Passersby smile at him but their smiles are different. They don't have teeth, only upper and lower white things. They look like what would happen if all the teeth were joined together. The effect is not unpleasant to look at, Poet notes.
But there's something else, a different feel to these people, something clean and unassuming. They're smiling with him not at him, Poet realizes. He walks to a nearby rest area, with chairs and tables made out of what? A cross between plastic and wood? As he sits, a woman catches his eye. She is looking into a storefront window, oblivious to everything else. She has the same color hair as Poet. When she turns around their eyes meet. A shiver goes through them both. They have the exact same face. As she walks to him slowly, he sees she moves like a man. No, she moves like he does! When she speaks, he hears his own voice, a bit softened and slightly higher pitched. They sit and talk for hours.
She is a poetess, well published and famous as a painter as well. Her works are displayed in her own gallery on Lincoln Road, in Coconut Grove, London, Calcutta, Haifa, Tai Pei, Sidney, and Moscow. Her multi-media creations are world-renowned, especially the sculpture of the Venus D'Milo that grows back her arms, first in hologram then in a cleverly designed inflation of a material that instantly hardens to marble-like form. The whole process takes fifteen minutes, to the music of Rossini's second concerto in C minor.
Imperceptibly, Poet slides into an entirely new state of mind where life and metaphor are one. This woman is himself, what he might have been. She is achieving all that he's striven for, all that he knows he can accomplish but has yielded to King Alcohol.
"Hey, I've still got time," he says aloud.
"What?" says Poetess, as she is known in this world.
"I've got no time left," says Poet. He jumps up and begins walking toward where the portal was. "It's been... I really must go home now."
"Where can I reach you? We must talk more. I'm sure we are related..."
"Closer than you'll ever know," he says waving.
When he gets to the exact spot, there is no portal. He looks around for a comfortable spot to sit and wait. Finding none, he sits cross-legged on the sidewalk. He thinks about the last time he was drunk. His mind is clear in a way that could only happen from the rarified air on this side. He remembers everything in streams that wash over him. Why, when did he quit trying? What did his mother say and do to him that made him doubt the value of his life? The questions he'd asked himself so many times were now being answered, one by one. It all seemed so obvious now and the solution to all his problems was so simple. Stop drinking. Face everything. Deal with it and accept it all.
After two days he is dehydrated and hallucinating. People have stopped smiling at him. Poetess finds him and takes him home. She has her servants feed him and two days later her doctor checks him out. There's nothing wrong with him except for his mutated chewplates. The next day Poetess comes into his room with fresh melon, ginger toast and chamomile tea, with clockbird eggs and salmon on the side for breakfast. Poet is awake, his face a cyclone.

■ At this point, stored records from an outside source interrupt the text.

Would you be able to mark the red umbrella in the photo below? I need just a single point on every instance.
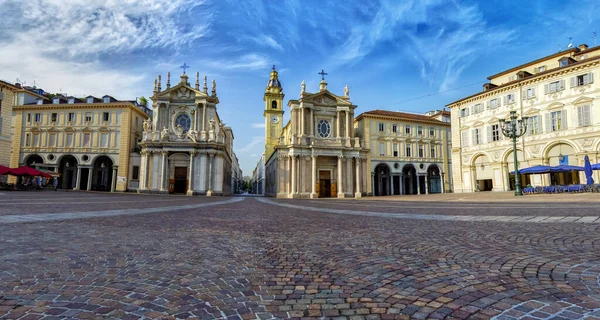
(4, 170)
(25, 171)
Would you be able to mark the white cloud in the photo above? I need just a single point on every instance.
(247, 62)
(252, 146)
(442, 38)
(65, 44)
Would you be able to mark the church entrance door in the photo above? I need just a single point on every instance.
(324, 184)
(180, 180)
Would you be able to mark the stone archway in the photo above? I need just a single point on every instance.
(33, 159)
(409, 180)
(562, 154)
(509, 160)
(68, 172)
(102, 172)
(178, 172)
(483, 174)
(434, 179)
(382, 180)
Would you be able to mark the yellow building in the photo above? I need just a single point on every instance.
(409, 153)
(559, 95)
(91, 142)
(11, 95)
(317, 153)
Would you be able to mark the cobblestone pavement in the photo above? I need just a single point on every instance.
(195, 257)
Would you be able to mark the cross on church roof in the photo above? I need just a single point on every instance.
(184, 66)
(323, 74)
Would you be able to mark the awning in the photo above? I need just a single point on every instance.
(548, 169)
(27, 171)
(4, 170)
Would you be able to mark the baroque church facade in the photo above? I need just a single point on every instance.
(317, 153)
(186, 148)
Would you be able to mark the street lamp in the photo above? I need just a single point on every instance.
(515, 128)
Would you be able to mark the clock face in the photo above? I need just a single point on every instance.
(184, 121)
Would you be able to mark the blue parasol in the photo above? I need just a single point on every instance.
(587, 168)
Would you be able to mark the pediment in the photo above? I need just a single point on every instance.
(582, 100)
(326, 98)
(493, 120)
(532, 111)
(555, 105)
(179, 92)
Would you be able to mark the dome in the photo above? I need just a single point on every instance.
(274, 82)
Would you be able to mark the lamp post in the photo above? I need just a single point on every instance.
(515, 128)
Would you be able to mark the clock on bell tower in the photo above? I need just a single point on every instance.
(273, 112)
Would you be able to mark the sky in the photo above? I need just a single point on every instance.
(399, 55)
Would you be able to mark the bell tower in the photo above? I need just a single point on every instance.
(273, 113)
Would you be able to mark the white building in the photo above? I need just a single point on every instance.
(186, 148)
(560, 96)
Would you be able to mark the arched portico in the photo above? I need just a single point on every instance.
(68, 172)
(483, 176)
(410, 180)
(382, 180)
(434, 179)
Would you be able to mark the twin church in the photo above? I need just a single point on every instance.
(316, 154)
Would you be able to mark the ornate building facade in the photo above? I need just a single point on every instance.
(409, 153)
(186, 148)
(560, 96)
(316, 154)
(88, 141)
(12, 95)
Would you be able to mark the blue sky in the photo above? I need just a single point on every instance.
(388, 52)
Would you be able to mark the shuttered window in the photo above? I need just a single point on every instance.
(555, 86)
(582, 80)
(583, 115)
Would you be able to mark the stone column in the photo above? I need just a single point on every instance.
(203, 132)
(294, 187)
(401, 184)
(339, 177)
(164, 178)
(312, 123)
(211, 156)
(337, 125)
(302, 121)
(78, 181)
(443, 187)
(357, 164)
(347, 143)
(190, 191)
(313, 193)
(146, 171)
(113, 183)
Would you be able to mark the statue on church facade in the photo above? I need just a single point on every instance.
(147, 125)
(164, 135)
(211, 132)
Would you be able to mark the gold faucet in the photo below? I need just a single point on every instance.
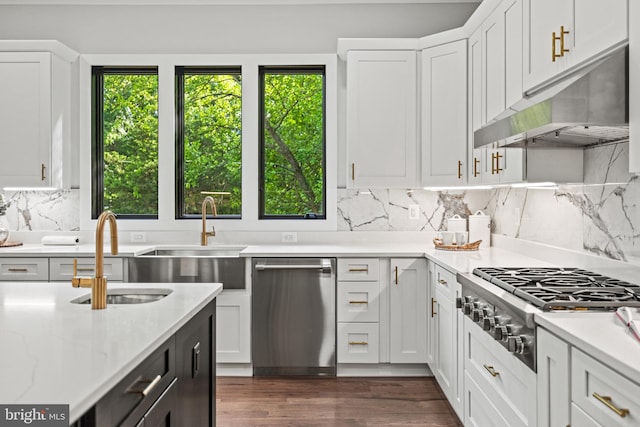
(98, 284)
(204, 236)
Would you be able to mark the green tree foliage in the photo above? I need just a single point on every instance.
(293, 143)
(293, 128)
(130, 120)
(212, 141)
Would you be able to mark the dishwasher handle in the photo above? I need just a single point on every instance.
(325, 267)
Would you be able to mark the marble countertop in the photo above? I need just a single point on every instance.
(65, 353)
(600, 335)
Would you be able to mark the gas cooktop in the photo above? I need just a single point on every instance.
(556, 288)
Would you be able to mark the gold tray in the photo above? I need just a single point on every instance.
(10, 244)
(471, 246)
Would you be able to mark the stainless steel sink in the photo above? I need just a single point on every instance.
(197, 264)
(206, 252)
(128, 296)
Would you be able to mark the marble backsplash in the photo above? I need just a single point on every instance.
(600, 216)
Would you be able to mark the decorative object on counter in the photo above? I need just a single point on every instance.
(480, 228)
(472, 246)
(60, 240)
(456, 223)
(4, 224)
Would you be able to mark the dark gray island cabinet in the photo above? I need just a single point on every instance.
(174, 386)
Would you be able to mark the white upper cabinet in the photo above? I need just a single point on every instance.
(444, 114)
(563, 34)
(381, 119)
(34, 118)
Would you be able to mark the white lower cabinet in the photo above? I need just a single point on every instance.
(480, 411)
(408, 310)
(233, 327)
(445, 334)
(577, 390)
(554, 400)
(358, 343)
(358, 310)
(602, 394)
(507, 382)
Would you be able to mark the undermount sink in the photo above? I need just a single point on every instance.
(200, 251)
(190, 264)
(128, 296)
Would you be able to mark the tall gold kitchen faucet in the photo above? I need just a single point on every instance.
(98, 284)
(204, 236)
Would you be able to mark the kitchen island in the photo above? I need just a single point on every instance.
(59, 352)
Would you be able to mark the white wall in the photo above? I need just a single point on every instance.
(224, 29)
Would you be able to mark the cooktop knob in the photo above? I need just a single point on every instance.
(501, 332)
(516, 344)
(489, 323)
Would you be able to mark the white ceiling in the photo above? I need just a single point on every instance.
(222, 2)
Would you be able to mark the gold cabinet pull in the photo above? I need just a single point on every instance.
(495, 163)
(554, 41)
(136, 388)
(491, 370)
(606, 401)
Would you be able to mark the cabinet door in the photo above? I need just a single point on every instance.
(475, 118)
(381, 119)
(25, 118)
(542, 19)
(408, 314)
(444, 325)
(233, 328)
(444, 114)
(554, 399)
(195, 368)
(592, 28)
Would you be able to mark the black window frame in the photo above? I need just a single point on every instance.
(97, 136)
(290, 69)
(180, 72)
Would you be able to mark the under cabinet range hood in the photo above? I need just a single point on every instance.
(587, 109)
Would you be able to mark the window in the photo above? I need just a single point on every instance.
(125, 141)
(208, 140)
(292, 143)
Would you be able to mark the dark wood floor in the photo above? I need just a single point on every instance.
(297, 402)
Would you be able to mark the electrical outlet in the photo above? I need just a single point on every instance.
(138, 237)
(289, 237)
(414, 211)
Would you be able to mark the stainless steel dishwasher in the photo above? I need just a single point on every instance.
(293, 316)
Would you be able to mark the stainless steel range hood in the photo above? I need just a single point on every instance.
(590, 108)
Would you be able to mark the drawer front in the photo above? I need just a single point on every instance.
(358, 269)
(603, 394)
(358, 301)
(36, 269)
(508, 383)
(358, 343)
(480, 412)
(61, 269)
(128, 401)
(445, 279)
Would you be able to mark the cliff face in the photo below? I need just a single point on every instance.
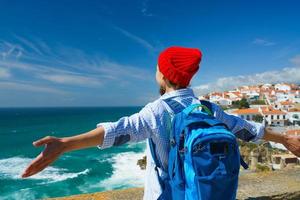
(284, 184)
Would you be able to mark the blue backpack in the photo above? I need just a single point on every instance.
(204, 158)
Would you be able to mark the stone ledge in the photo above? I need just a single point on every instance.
(284, 184)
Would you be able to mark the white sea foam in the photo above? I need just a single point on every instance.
(14, 166)
(126, 171)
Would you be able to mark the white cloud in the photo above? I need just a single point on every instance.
(9, 50)
(71, 79)
(24, 86)
(4, 73)
(64, 65)
(288, 74)
(29, 44)
(145, 10)
(296, 60)
(262, 42)
(136, 39)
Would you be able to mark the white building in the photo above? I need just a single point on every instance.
(293, 116)
(282, 86)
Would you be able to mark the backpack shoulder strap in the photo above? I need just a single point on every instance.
(207, 104)
(175, 107)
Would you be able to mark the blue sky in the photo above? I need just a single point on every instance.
(104, 53)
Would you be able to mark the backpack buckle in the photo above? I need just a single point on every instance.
(173, 143)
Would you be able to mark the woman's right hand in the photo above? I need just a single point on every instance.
(54, 147)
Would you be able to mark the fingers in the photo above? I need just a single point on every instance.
(43, 141)
(37, 165)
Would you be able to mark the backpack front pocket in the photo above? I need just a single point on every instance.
(215, 187)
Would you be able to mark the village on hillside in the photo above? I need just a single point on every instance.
(274, 105)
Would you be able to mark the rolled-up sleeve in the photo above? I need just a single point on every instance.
(134, 128)
(243, 129)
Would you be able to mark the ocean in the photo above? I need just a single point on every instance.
(77, 172)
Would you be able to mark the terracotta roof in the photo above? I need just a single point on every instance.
(273, 112)
(294, 110)
(293, 132)
(286, 103)
(247, 111)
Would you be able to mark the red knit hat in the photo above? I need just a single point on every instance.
(179, 64)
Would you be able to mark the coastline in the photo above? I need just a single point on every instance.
(281, 184)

"I hope you're hungry, my friend." She is as gentle as a snowflake but shakes inside like an autumn leaf.
"I'm trapped here," he says, his blue eyes staring at invisible scenery. His hair is matted in an unattractive way but there is a bright red aura encircling his face. "I'll never get home. This isn't my fault... I can't do a fuck-ing thing about it either." Poetess tries to reposition him to place the tray in his lap but it is useless. He grabs her by the arms, boosting the intensity of his stare and focusing it two inches behind her eyeballs. "It isn't my fault this time. Do you understand?"
"No, and you're hurting me," she answers. His lucidity fades as he releases her. She collects her dignity and leaves the room filled with echoes.
That night, Poetess hears singing in the wine cellar.